The Fed also reaffirmed its plan to keep short-term rates at record lows in a statement it issued Wednesday after Ben Bernanke’s final policy meeting. Bernanke will step down Friday after eight years as chairman.
Many global investors fear that reduced Fed bond buying will boost U.S. rates and cause investors to move money out of emerging markets and into the United States for higher returns. Currency values in emerging nations have fallen. India, Turkey and South Africa have raised rates to try to protect their currencies.
Most economists expect a string of $10 billion monthly reductions in bond purchases to be announced at each Fed meeting this year, concluding with a final $15 billion cut in December.
The bond purchases have been intended to keep long-term borrowing rates low to spur spending and growth. The Fed’s decision Wednesday to continue paring its purchases signals its belief that the economy is showing consistent improvement. In its statement, it upgraded it assessment to say “growth in economic activity picked up in recent quarters.”
Stocks fell slightly after the Fed announced its decision. Bond price were little changed.
The Dow Jones industrial average was down 157 points shortly after the Fed made its announcement at 2 p.m. Eastern time; it was down 127 points just before. The yield on the 10-year Treasury note held steady at 2.71 percent.
Some analysts said the Fed’s confidence in the U.S. economy appeared to outweigh any concern that the turmoil in emerging market economies might spill over into the United States and other developed nations. The Fed made no mention of the turbulence that has rocket markets for the past week.
The Fed’s bond purchases have helped fuel a huge stock market rally over the past year as investors shifted money out of low-yielding bonds and into stocks. Now that the Fed is cutting back on those bond purchases, many investors fear stocks will fall.
“Ultimately, the Fed sort of had no choice but to reduce purchases at this meeting,” said Dan Greenhaus, chief strategist at BTIG brokerage. “If they had paused, they risked sending a signal to markets that they lacked conviction.”
Janet Yellen, who will succeed Bernanke on Monday, took part in this week’s Fed meeting in her role as vice chair. Yellen has been closely aligned with Bernanke’s policies.
The action Wednesday was approved on a 10-0 vote.

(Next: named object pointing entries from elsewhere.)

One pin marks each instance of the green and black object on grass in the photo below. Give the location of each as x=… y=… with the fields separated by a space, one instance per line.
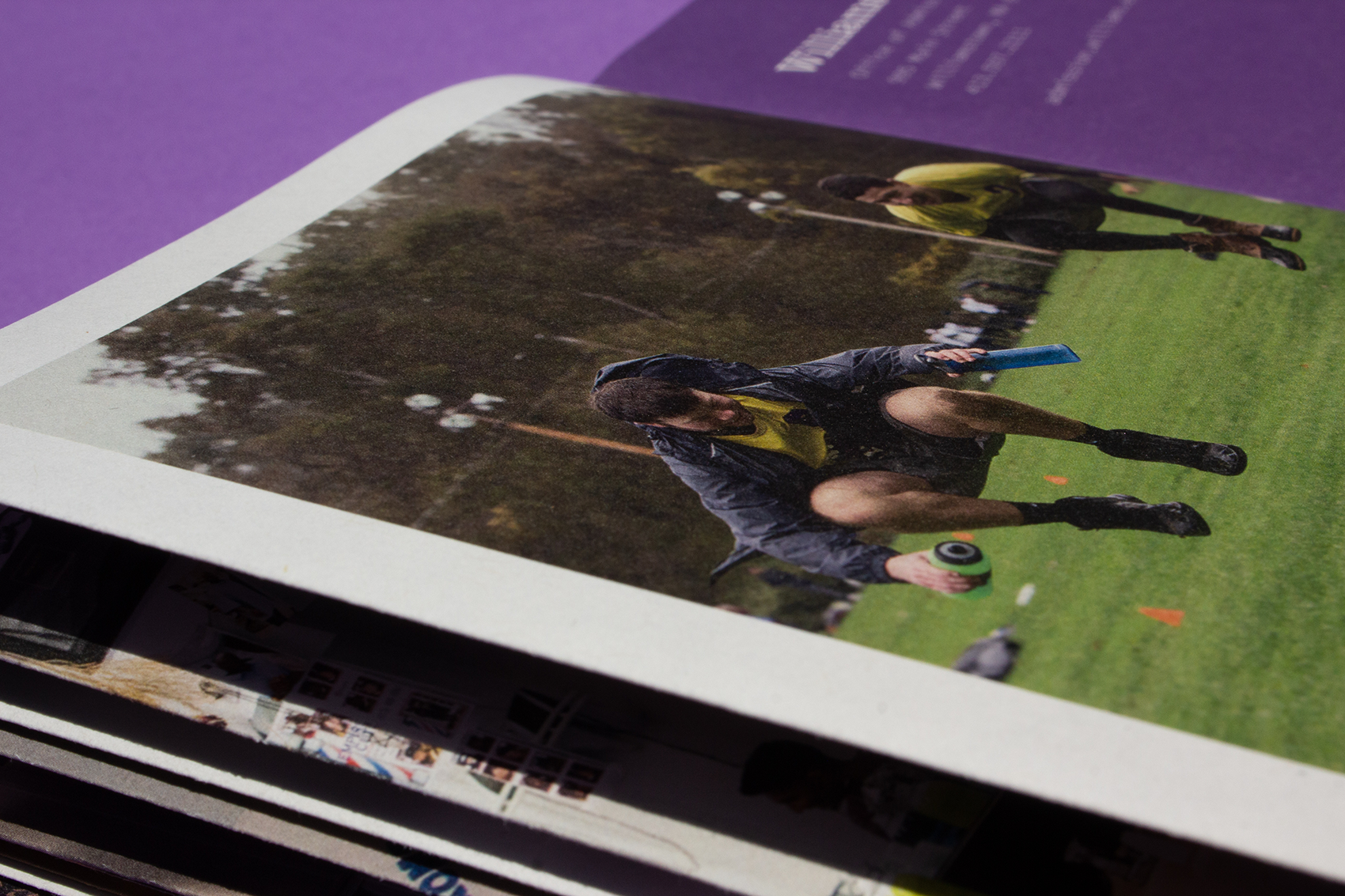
x=964 y=560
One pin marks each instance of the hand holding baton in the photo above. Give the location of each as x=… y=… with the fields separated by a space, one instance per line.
x=1010 y=358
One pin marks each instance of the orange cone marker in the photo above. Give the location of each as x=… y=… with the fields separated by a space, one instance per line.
x=1170 y=617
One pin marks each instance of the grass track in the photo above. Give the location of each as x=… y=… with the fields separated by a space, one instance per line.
x=1237 y=350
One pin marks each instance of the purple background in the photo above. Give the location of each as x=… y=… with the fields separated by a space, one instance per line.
x=1235 y=94
x=130 y=123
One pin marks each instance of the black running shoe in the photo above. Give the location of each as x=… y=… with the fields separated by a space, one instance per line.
x=1208 y=456
x=1281 y=232
x=1127 y=512
x=1282 y=257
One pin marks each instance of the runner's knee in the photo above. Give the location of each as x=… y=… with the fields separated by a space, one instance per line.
x=865 y=498
x=941 y=412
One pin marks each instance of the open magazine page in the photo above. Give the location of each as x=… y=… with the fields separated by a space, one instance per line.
x=1218 y=93
x=390 y=405
x=682 y=788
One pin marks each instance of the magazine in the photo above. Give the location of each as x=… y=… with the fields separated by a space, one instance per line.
x=373 y=384
x=703 y=798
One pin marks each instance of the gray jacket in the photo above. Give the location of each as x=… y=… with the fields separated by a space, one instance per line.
x=764 y=495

The Fed’s statement repeated a phrase it first used in December: That it would hold its benchmark short-term rate near zero “well past” the time unemployment falls below 6.5 percent. It is part of the Fed’s effort to reassure investors that it will keep supporting an economy that remains less than fully healthy.
The unemployment rate dipped from 7 percent to 6.7 percent in December, the lowest point in five years. Still, much of the decline was due to an exodus of job seekers who gave up looking for work and were no longer counted as unemployed.